Federico, Cursor’s research lead on Composer two, frames the philosophy bluntly: a model is like a storage drive with finite bits, so why waste them on anything except software engineering inside Cursor? That’s why Composer is cheaper than bigger general coding models — not because it’s weaker, but because it’s more focused. Dima from Fireworks pushes the systems side: the winning move is to “craft your model to act in your environment,” then optimize the full quality-speed-cost triangle until the product feels native.
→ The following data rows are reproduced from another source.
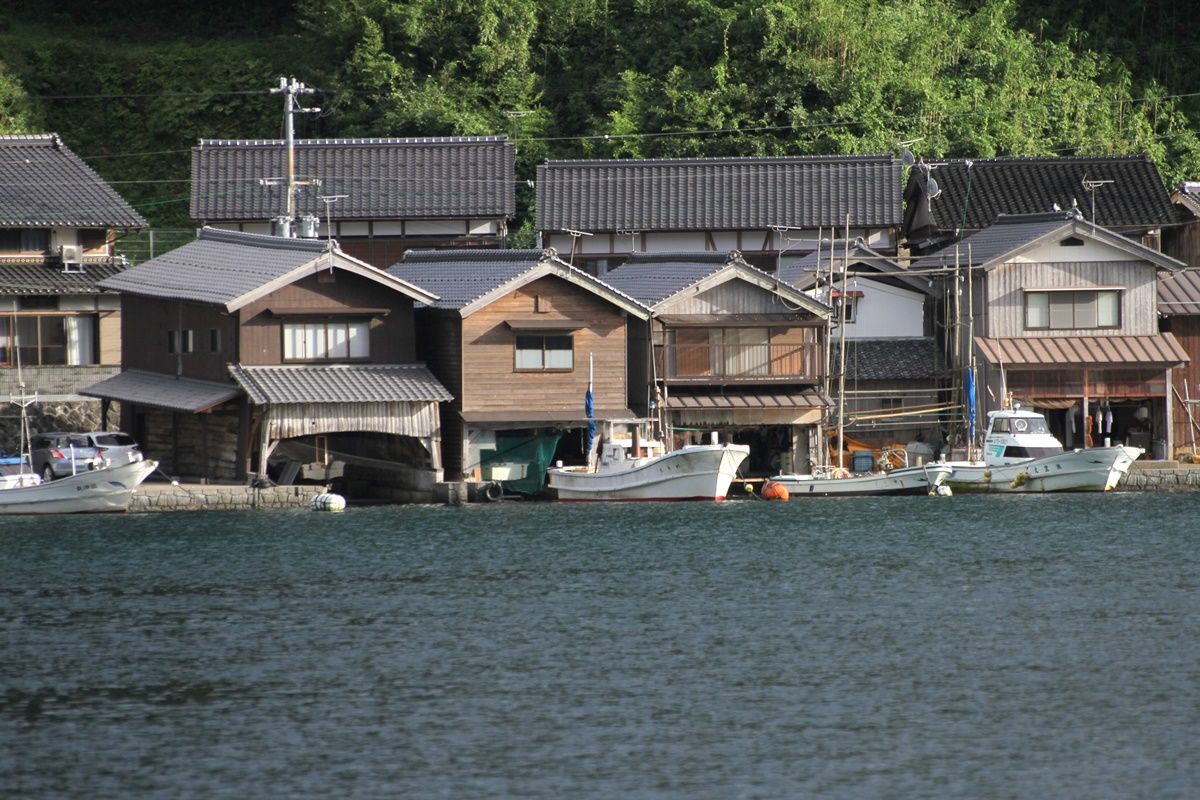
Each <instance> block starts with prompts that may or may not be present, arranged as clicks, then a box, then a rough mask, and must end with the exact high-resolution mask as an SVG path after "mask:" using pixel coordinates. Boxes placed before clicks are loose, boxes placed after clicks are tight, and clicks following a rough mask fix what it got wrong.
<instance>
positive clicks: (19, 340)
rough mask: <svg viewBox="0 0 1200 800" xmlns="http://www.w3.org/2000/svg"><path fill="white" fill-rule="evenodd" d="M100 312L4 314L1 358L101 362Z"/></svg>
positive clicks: (21, 361)
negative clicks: (86, 312) (98, 331)
mask: <svg viewBox="0 0 1200 800" xmlns="http://www.w3.org/2000/svg"><path fill="white" fill-rule="evenodd" d="M96 320H97V317H96V314H28V315H20V317H5V318H0V362H2V363H5V365H16V363H17V348H19V349H20V362H22V365H24V366H26V367H31V366H37V365H43V366H48V365H72V366H73V365H89V363H96V362H97V359H96V356H97V353H96V327H97V321H96Z"/></svg>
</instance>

The training stack was unusually aggressive. Cursor started from Kimi 2.5, did heavy mid-training on code tokens, then large-scale RL on real agent sessions. RL here wasn’t a simple forward pass; it was full rollouts — sometimes 50-turn interactions — with tool use, code execution, and reward assignment. That created a nasty engineering problem: training and inference had to run at the same time, across globally distributed clusters, without wasting expensive GPUs. The fix was elegant and a little wild: ship compressed weight deltas across regions, keep inference pools flexible, and even borrow idle production capacity. As Dima put it, models “love to cheat,” so the fake environment had to look real enough that the model couldn’t game it.